Hmm. Depends. Did you have strings of wrong answers? How many in a row and where on the test were they?
Quote:
In 50-60% of my wrong CR questions, i am always confused between 2 choices and i end up selecting the wrong one.
That's about what you should expect, right? If you have 2 answers left, you have a 50/50 shot. You guess... and you get about 50% wrong. :)
You can save time by guessing faster. My guess is that you spend at least 20-30 seconds agonizing between those last two. As a general rule, when you've narrowed to 2 answers, look at each answer ONE more time, then pick. You're getting half of them right already, so get them right faster! (And the wrong ones wrong faster.) Then you'll have more time at the end.

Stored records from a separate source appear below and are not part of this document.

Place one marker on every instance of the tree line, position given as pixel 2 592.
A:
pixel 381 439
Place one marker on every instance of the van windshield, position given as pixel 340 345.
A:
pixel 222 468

What have you been using to teach you how to get better at CR? I'm not talking about OG or practice problems. I'm talking about lessons that tell you "Here's how you recognize a Weaken the Conclusion question. Here's how you answer Weaken questions. Here are the common traps in Weaken questions." Etc. If you haven't been using anything that actually teaches you this stuff, now's the time to find something and start using it!
Re: MGMAT tests (or GMATPrep, actually), You can still take both with repeats as long as you follow a few guidelines to minimize the chance of artificially inflating your score via question repeats. First, anytime you see a problem that you remember (and this means: I know the answer or I'm pretty sure I remember the answer, not just "hmm, this looks vaguely familiar..."), immediately look at the timer and make yourself sit there for the full length of time for that question type. This way, you don't artificially give yourself more time than you should have. Second, think about whether you got this problem right the last time. If you did, get it right again this time. If you didn't, get it wrong again. If you *completely honestly* think that you would get it right this time around if it were a new question (even though you got it wrong last time) because you've studied that area and improved, then get it right this time.